Nearly an hour later he comes out, feeling marginally better after downing half a bottle of aspirin and a long, long, hot shower. There is a message on the machine, which he ignores for the moment. He looks around the living room for evidence of the New Years Eve party he must have had judging by how he felt, and couldn't see any. Nor could he remember anything past 10pm the night before, when he was watching the tube, waiting for the ball to drop and find out if the world will fall apart when the clocks switch to 2000.
Disturbed, he hits play on the machine.
"Hank, this is Tom down at the Moro pool. We are having problems with a couple of cruisers. They won't start and nobody here can figure it out. If you could come down and check it out, we would appreciate it."
Sighing and grumbling about having no peace and quiet, Hank gets dressed and goes to catch the buss, feeling in no condition to drive.

*****

Opening his eyes with a not-so-slight whimper, Emanon wonders for an instant if he were dead. Then wishes he was when he tries to sit up.
Seeing no reason to subject himself to the torture of wakefulness, he fights the urge to vomit and tries to fall back to sweet, merciful sleep. Only to have his hopes shattered by the telephone.
Whimpering some more, he pulls a couple of pillows over his head to block the sound, ineffectually as it turns out.
Thankfully, or not, it cuts to the machine before rendering him unconscious. Sighing in relief, he listens to the message.
"Emanon, this is LT. Gorges. I need you to come down and answer a couple of questions about the incident last night. Get here as soon as you hear this."
Seeing no reason to subject himself to the torture of laying down any longer, he manages to sway upright and stumble into the bathroom, swallowing a mouthful of Motrin dry, then crawl into the shower.
As he spends the next hour or so waking up and letting the pills do their work, he tries to figure out just what the hell the LT was talking about. He had the night off, or he wouldn't have this horrendous hangover. Or did he? Through the haze of pain, Emanon recalls that he was, indeed on duty. So what the hell?
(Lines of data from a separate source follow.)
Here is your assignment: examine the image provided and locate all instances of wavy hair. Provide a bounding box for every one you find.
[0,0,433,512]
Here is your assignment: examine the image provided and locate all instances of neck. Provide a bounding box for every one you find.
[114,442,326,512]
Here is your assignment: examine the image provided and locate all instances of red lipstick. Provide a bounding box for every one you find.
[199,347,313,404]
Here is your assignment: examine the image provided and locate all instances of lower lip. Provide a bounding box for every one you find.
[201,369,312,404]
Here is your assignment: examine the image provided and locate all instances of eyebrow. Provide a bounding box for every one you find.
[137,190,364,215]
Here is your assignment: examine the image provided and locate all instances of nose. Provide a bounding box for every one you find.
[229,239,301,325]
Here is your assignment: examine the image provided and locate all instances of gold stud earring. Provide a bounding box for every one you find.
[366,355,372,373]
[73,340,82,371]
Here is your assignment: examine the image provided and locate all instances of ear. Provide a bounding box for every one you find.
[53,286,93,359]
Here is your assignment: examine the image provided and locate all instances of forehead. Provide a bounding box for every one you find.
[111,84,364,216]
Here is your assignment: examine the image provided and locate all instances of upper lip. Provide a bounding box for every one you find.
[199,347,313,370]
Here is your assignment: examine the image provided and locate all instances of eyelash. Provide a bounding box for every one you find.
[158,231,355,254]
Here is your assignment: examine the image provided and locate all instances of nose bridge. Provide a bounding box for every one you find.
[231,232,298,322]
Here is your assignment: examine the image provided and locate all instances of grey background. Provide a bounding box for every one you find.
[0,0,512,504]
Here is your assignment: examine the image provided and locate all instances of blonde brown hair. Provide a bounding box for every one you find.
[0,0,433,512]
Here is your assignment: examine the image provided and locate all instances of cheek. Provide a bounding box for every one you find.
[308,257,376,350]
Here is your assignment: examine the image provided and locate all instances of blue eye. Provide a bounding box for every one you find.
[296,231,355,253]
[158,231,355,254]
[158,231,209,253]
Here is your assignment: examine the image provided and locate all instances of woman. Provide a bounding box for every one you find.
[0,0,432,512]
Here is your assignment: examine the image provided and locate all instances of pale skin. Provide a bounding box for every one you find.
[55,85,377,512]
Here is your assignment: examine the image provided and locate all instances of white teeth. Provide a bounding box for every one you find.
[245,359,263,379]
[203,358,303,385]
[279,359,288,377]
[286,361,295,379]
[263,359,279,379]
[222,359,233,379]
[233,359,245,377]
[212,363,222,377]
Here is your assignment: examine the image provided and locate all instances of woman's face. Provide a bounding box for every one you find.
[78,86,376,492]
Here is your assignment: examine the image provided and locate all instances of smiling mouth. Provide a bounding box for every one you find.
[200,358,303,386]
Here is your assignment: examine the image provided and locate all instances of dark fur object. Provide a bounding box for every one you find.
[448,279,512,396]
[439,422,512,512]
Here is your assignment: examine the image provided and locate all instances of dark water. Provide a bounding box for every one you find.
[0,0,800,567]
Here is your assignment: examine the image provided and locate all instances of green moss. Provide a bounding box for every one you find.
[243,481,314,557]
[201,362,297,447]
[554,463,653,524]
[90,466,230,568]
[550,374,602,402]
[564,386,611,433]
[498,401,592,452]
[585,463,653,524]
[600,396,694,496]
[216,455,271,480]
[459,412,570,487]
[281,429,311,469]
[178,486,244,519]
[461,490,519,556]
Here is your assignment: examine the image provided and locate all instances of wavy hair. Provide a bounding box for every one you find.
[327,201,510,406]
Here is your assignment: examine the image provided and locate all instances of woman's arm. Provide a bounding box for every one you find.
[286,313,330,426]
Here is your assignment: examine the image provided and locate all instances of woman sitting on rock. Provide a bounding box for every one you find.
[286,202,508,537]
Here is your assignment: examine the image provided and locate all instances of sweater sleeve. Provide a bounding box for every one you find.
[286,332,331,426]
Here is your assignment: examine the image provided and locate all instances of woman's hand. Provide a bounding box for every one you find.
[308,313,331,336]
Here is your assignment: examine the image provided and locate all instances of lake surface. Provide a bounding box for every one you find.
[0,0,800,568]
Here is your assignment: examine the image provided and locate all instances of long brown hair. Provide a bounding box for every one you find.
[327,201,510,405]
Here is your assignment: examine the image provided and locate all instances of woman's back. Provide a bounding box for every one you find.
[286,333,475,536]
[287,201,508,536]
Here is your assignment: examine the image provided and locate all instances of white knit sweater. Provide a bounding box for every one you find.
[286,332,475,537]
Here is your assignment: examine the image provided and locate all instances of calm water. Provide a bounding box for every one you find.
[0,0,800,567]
Who knows, because he doesn't remember anything past 10.
Still confused, he gets dressed and calls the precinct to let them know that he was on his way.

*****

"I am going to kill somebody..." swears Bear as his phone rings, waking him up to blinding pain. He probably would have felt better if the roof had just fallen on his head.
"Bear, this is Carl. Get down here as soon as you get up, we need to talk."
"Man, I hope I didn't trash the bar partying last night. It's a good thing I took the night off to ring in 2000, or I wouldn't have a job right now!"
As Bear struggles into the bathroom to get some meds and a shower, a thought hits him hard enough to nearly knock him over.
"I _was_ working last night! Oh, ! If I got this drunk while working...wait...did I? can't remember a thing past 10. Great...just what I need."
A good while later, Bear leaves the house feeling slightly better and walks to work. On the way, he notices several groups of people standing around, looking at everything and nothing, playing with PDA's. Shaking his head at the idiocy of some people, he turns the corner at the bar - and stops. The bar isn't here. "Am I so sick that I can lose myself in three blocks?" Then he notices  there are a large number of the idiots, wearing what appears to be three different kinds of uniforms, looking around the building that Bear swears should be the bar.
Cursing himself for a fool, he turns around and starts walking back to his building, paying close attention to where he was walking. Nothing seems to be wrong, but he does seem to be getting sicker the more he thinks about it. Plopping onto his steps, he calls his friend Chuck for a ride to the Med Center.

*****

On the bus ride to the garage, Hank notices a number of groups of people along the way, not doing much of anything. Just standing around messing with their PDA's. One group of which was sitting at the back of the bus. The longer he looked at them, the more certain he was that the black clothes they were wearing were some kind of uniform.
Hank gets up to talk to them.
"Excuse me, but what I don't recognize your outfits. Who do you work with?"
The guy in black glances up, then back to his PDA. He seems to pause a minute, then looks back up at Hank quizzically. He then seems to point his hand-held at him and mess with it.
"Look, man," Hank says, "I am just curious. And do you mind putting that thing away?"
Looking at Hank again, the guy shrugs and puts his computer away. "Well," he starts, with a slightly British accent, "You could say we are with a slightly more Secret Service than the one you are used to dealing with."
"What do you mean by that?"
"Well, that is something I can't very well tell you, now is it?"
"Fair enough. Why is it that there are so many of you around. Is the President coming or something?"
The guy laughs, and says "No, of course not. Whatever gave you that idea?"
"Well, you say you are with an ultra secret service, and you guys are everywhere. I was just wondering what brings you to the area all of a sudden."
"All of a sudden?" the guy answers in a questioning manner.
Hanks eyes widen at the comment, and he slowly backs away, returning to his seat.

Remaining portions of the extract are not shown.